Capitolo 62
Arretrai con la morte nel cuore, le mani premute contro le labbra per l’orrore di quella rivelazione. Accanto a me anche Leo si era irrigidito, forse anche per lui quella notizia giungeva totalmente inaspettata. Guardai ancora una volta il profilo di mio padre, ancora immobile, ancora silente, sempre più pallido. Possibile che fosse stato davvero in grado di compiere un simile gesto? Mio padre aveva i suoi modi per relazionarsi con il mondo ma non era cattivo... perché dunque quella violenza? Se non altro, quella rivelazione mi portava un po’ più vicina a scoprire da dove nascesse l’odio e il rancore di mia madre. Ma era così terrificante scoprire che ero nata a seguito di una violenza, così… brutto. Sentivo la testa girarmi vorticosamente, avevo bisogno di aria, mi sentivo soffocare, dovevo…
Leo mi
afferrò per un polso, delicatamente, senza trattenermi, solo per ricordarmi che
era lì con me, che tutto sarebbe andato bene.
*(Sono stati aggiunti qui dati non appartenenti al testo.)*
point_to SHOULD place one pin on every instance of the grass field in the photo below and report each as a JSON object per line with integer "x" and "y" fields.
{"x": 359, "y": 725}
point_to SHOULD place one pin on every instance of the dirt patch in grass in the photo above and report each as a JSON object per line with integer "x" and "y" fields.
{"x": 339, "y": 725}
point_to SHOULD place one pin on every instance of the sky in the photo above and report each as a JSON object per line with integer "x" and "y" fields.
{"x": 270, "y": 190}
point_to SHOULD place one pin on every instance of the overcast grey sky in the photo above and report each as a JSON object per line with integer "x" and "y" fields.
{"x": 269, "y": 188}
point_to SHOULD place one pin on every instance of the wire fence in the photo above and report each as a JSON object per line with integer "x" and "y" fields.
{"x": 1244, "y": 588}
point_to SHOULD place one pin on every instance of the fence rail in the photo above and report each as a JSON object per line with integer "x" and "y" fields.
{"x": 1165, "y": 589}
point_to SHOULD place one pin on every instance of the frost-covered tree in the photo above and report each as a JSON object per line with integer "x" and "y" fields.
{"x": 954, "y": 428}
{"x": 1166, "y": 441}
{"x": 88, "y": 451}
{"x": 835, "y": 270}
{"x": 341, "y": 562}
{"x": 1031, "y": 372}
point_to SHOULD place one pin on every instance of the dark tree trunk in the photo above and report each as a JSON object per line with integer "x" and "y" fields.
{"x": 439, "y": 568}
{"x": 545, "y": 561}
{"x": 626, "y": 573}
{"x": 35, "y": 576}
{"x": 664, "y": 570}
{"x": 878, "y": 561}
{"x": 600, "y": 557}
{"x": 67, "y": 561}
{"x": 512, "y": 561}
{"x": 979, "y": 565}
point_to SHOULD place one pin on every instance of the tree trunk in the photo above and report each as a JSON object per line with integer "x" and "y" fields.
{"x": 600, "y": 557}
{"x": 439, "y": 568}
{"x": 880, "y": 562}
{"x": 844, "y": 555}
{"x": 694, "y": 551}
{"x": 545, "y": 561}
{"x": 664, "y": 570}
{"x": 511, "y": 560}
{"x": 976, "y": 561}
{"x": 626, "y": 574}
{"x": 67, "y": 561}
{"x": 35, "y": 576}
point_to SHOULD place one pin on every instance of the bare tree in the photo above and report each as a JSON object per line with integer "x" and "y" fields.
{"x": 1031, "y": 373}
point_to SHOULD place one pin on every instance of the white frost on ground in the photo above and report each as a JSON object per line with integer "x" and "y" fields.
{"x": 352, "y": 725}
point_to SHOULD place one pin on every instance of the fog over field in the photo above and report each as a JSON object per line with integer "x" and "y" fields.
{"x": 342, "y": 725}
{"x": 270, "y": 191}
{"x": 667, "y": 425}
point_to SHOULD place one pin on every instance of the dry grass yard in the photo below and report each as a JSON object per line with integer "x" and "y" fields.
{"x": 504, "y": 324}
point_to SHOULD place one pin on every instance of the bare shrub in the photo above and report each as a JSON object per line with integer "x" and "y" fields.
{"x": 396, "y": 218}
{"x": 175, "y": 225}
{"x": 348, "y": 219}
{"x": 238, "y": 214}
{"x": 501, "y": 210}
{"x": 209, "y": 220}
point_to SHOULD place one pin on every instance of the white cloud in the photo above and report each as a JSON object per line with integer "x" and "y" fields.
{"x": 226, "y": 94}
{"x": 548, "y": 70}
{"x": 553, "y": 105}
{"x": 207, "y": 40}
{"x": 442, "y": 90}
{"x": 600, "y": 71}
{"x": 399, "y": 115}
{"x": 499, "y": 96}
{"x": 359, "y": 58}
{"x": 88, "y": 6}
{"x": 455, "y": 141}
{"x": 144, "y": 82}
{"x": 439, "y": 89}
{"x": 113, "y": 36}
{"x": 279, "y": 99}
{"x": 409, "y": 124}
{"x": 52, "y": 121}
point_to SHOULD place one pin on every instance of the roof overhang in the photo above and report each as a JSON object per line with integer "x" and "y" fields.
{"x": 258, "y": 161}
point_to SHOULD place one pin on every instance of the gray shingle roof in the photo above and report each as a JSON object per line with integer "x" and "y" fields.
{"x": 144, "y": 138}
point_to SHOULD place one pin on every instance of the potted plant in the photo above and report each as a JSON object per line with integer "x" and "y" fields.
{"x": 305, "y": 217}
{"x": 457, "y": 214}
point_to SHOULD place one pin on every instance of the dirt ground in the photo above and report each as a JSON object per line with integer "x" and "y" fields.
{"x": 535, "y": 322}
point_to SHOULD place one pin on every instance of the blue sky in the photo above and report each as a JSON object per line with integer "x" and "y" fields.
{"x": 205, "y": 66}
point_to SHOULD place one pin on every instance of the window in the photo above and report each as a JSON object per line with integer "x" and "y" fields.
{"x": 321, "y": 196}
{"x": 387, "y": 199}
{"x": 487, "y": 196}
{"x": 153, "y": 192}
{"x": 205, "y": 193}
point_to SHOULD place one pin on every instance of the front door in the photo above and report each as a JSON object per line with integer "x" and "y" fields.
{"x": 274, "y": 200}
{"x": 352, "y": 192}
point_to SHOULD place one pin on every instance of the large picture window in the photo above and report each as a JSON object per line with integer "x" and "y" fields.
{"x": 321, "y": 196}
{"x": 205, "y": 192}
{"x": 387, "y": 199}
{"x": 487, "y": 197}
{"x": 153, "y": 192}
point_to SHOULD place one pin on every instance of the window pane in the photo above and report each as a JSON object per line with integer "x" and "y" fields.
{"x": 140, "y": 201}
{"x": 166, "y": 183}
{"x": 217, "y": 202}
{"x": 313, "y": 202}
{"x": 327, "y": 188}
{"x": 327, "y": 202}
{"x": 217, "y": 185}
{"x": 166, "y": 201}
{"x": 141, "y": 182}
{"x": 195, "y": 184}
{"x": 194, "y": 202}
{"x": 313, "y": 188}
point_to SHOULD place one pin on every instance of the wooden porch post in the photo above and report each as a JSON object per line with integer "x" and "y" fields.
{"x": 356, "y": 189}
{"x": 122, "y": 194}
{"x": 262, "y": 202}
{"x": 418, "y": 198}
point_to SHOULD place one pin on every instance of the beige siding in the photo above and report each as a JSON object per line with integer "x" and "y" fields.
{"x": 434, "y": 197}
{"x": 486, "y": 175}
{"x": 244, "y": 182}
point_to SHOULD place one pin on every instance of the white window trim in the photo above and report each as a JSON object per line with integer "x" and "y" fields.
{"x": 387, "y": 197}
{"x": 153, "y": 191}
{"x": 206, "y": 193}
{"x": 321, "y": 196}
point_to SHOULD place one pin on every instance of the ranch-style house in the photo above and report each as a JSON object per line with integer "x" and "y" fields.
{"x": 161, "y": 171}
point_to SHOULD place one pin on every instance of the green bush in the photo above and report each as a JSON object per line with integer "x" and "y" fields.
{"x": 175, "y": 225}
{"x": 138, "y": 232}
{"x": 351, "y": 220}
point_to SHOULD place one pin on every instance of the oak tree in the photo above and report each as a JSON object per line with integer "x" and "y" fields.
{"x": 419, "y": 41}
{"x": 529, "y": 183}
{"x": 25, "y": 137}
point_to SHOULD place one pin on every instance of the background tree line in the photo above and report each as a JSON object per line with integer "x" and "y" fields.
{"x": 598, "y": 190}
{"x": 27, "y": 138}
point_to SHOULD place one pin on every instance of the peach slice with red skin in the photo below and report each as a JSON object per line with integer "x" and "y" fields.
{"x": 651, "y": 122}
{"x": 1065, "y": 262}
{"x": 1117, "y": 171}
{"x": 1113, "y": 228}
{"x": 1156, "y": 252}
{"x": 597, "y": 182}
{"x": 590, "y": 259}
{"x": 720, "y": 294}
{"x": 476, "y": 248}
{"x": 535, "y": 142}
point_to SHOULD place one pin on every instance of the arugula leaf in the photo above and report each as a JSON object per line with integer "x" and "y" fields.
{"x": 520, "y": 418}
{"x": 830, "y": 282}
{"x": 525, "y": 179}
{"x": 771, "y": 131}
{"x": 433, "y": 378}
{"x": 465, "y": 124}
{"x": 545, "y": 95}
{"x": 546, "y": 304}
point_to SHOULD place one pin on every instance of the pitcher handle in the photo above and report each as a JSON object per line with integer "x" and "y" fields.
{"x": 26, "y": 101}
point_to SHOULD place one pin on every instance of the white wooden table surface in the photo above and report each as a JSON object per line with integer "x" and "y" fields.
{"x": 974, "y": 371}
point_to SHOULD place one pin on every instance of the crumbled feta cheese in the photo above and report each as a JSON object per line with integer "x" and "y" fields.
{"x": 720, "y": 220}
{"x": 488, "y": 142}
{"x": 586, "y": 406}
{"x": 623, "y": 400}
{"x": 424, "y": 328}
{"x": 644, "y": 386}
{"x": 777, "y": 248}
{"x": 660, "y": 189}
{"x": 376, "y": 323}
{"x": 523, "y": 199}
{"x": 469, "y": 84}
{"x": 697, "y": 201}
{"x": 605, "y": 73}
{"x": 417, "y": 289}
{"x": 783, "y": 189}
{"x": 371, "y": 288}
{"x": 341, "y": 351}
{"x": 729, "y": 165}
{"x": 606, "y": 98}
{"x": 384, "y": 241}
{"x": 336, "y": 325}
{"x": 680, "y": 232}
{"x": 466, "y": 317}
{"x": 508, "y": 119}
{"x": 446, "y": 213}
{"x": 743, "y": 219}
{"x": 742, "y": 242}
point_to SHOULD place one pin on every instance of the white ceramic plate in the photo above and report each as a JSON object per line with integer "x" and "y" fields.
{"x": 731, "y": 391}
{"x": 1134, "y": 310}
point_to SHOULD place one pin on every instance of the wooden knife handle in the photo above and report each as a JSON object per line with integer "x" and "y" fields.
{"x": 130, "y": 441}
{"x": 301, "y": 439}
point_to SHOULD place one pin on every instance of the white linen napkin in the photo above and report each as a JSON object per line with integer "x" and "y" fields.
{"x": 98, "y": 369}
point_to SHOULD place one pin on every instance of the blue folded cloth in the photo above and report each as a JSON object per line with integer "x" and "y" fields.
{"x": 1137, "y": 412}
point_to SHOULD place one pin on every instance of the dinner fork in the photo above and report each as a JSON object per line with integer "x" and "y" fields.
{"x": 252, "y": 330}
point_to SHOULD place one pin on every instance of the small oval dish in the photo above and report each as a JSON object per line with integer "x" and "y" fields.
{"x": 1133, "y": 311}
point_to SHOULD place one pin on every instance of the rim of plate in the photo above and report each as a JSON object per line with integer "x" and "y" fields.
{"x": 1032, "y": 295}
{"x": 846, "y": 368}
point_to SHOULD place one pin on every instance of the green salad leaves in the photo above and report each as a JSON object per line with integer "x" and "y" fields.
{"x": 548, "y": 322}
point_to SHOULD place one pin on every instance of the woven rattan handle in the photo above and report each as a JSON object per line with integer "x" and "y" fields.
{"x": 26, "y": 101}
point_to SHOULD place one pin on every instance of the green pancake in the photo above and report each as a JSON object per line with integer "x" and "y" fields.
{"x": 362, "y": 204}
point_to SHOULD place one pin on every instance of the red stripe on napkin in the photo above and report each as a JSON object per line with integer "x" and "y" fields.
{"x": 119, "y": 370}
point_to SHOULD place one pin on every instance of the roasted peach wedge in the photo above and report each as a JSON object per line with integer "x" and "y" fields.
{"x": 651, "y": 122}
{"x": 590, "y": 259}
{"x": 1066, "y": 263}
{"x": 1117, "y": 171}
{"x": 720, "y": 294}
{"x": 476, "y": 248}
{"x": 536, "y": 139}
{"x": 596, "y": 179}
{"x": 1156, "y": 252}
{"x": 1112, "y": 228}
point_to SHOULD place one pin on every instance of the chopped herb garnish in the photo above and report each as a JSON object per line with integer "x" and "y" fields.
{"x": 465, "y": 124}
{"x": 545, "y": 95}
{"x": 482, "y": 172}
Chiusi gli occhi e percepii il
suo dito indice battermi a cadenza regolare sul polso, gli andai dietro,
cercando di regolare i miei respiri con i suoi tocchi. Andava tutto bene, il
mondo non mi stava crollando intorno, le pareti non si stringevano.
«Che
c’è?» chiese beffardamente mia madre strappandomi dal mio nido sicuro e
ributtandomi brutalmente nella fredda realtà. «Ti ha sconvolta così tanto
scoprire la verità? Stai per svenire?» sbuffò divertita guardando la mano di
Leo stretta attorno al mio polso.
«Le cose
non possono essere andate così!» esclamai, non degnando di alcun commento quel
suo attacco rivolto a me e riportando invece la conversazione verso l’argomento
che più mi premeva approfondire. «Papà mi ha raccontato come sono andate le
cose,» continuai, lanciando un’occhiata a mio padre che sentendo il suono della
mia voce parve ridestarsi. «Secondo me questa è una delle tue tante bugie,
perché ti piace vedermi soffrire.»
Mamma
scosse lentamente la testa, un sorriso sarcastico dipinto in volto.
«Oh,
cara, e non ti sei mai chiesta perché volessi farti soffrire così tanto?» si avvicinò
alla poltrona, allungando le mani per carezzarne lentamente la stoffa,
pensierosa. «Tutte quelle belle cose che ti facevo, gli aghi, l’attizzatoio,
l’acqua gelida e… nemmeno mi ricordo che altro, pensi lo facessi per il puro
gusto di vederti soffrire?»
Aprii la
bocca ma nessuna risposta ne fuoriuscì, turbata da quelle sue parole.
Mamma
scosse la testa ridacchiando.
«Ovviamente
no, o meglio, non mi è mai importato niente di te, anzi, a dire la verità un
po’ ti odio.» Mi guardò sollevando le spalle. «Mi spiace, ma non posso amare
qualcosa che mi ricorda costantemente ciò che mi è successo, qualcuno che
assomiglia così tanto all’uomo che mi ha rovinato la vita.»
Sentirlo
uscire così facilmente dalle sue labbra, fece più male del previsto, gli occhi
mi si appannarono di lacrime, un singhiozzo mi sfuggì dalle labbra,
costringendomi ancora una volta a tapparmele con la mano libera, la presa di
Leo attorno al mio polso si intensificò.
«Anche
se devo essere sincera,» continuò tranquilla, come se con le sue parole non
stesse piantando chiodi nel cuore della propria figlia, «all’inizio non ti
odiavo, quando ho scoperto di essere incinta, ero solo disgustata. Avrei voluto
sbarazzarmi di te e ci ho anche provato un paio di volte.» Sorrise, come se
stesse rammentando un bel momento.
«Una
volta quasi con successo, perché non potevo continuare a portarti in grembo,
capisci? Eri un essere disgustoso nato da un atto ignominioso, dovevi morire.»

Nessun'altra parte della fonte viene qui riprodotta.